EVIDENCE RELATING HIP INJURY TO COMPENSABLE KNEE INJURY HELD INSUFFICIENT

Walmart Stores, Inc v. Marilyn Orr:

In this opinion, released on May 8, 3009, the Alabama Court of Civil Appeals considered a case wherein the trial court held the employee to be permanently and totally disabled due to a left knee injury and a successive left hip injury. The trial court found that the hip injury was a natural consequence of the knee injury or the altered gait resulting from the knee injury.
 
At trial the evidence related to the successive injury came from two treating doctors. The knee doctor said the hip injury was not connected to the knee injury.

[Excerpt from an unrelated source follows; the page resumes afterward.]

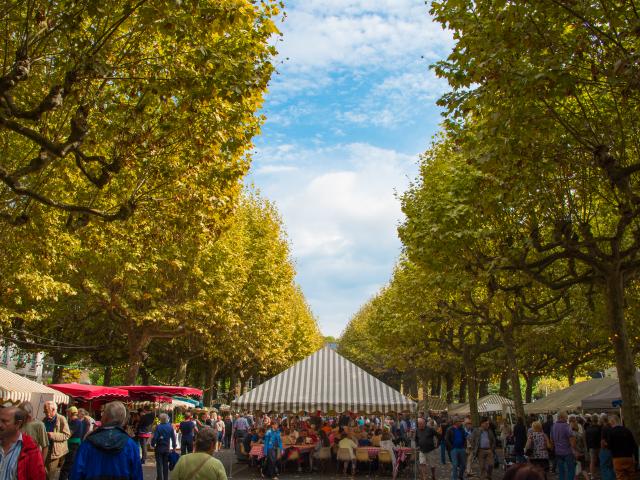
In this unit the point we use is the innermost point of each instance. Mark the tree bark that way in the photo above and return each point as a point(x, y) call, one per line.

He testified that the altered gait could place stress on the hip and aggravate an underlying condition. The knee doctor went on to testify that neither the employee’s altered gait nor the trauma causing the knee injury resulted in, aggravated or hastened the hip problem.
 
The hip doctor gave conflicting testimony during the direct examination and the cross examination as to the hip being the natural consequence of the knee injury or altered gait. The trial court held that this testimony established clear and convincing evidence as to the causal relationship between the work-related knee injury and the hip injury.
 
In reversing the trial court, the Court of Appeals noted that a mere possibility that the employee’s hip injury was the natural consequence of the work related knee injury, as the above evidence established, did not satisfy the employee’s burden of proof and it amounted to guessing the employer into liability.